SSD Localization

The object localization provider (type=localization_ssd) is designed to work with the Single Shot MultiBox Detector model. The manifest should include paths to both the image but also the bounding box annotations:

@FILE       FILE
/annotations/0001.json      /image_dir/image0001.jpg
/annotations/0002.json      /image_dir/image0002.jpg
/annotations/0003.json      /image_dir/image0003.jpg

Each annotation is in the JSON format, which should have the main field “object” containing the bounding box in pixel coordinates, class, and difficulty of each object in the image.
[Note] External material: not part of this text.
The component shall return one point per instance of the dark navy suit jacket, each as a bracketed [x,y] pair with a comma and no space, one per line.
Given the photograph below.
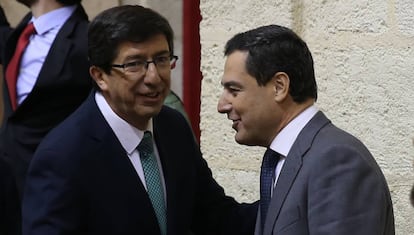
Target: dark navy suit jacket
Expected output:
[63,83]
For example: Top-left corner of a bounding box is xmin,ymin and bottom-right corner is xmax,ymax.

{
    "object": [
        {
            "bndbox": {
                "xmax": 299,
                "xmin": 100,
                "ymax": 299,
                "ymin": 200
            },
            "difficult": false,
            "name": "tvmonitor",
        },
        {
            "bndbox": {
                "xmax": 56,
                "xmin": 0,
                "ymax": 54,
                "ymin": 24
            },
            "difficult": false,
            "name": "person",
        },
    ],
}

To generate these json files from the XML format used by some object localization datasets such as PASCALVOC, see the main neon repository.

Input parameters:

Name Default Description
class_names (vector of strings) Required List of class names (e.g. [“person”, “tvmonitor”]). Should match the names provided in the json annotation files.
height Required Input height of the network, to which the image should be scaled to fit.
width Required Input height of the network, to which the image should be scaled to fit.
output_type (string) “float” Output data type.
max_gt_boxes (long) 64 Maximum number of ground truth boxes in dataset. Used to buffer the ground truth boxes.

This provider creates a set of six buffers that are consumed by the SSD model. Defining N as the max_gt_boxes parameter, we have the provisioned buffers in this order:

ID Buffer Shape Description
0 im_shape (2, 1) Shape of the input image.
1 gt_boxes (N * 4, 1) Ground truth bounding box coordinates, in normalized coordinates (between 0 and 1, where 1 is the last pixel). Boxes are padded into a larger buffer of size N. The format is [xmin,ymin,xmax,ymax].
2 num_gt_boxes (1, 1) Number of ground truth bounding boxes.
3 gt_classes (N, 1) Class label for each ground truth box.
4 is_difficult (N, 1) Indicates if each ground truth box has the difficult metadata property.

For SSD, we handle variable image sizes by resizing (warping) an image to the input size of the network. Note that the angle transformation is not supported.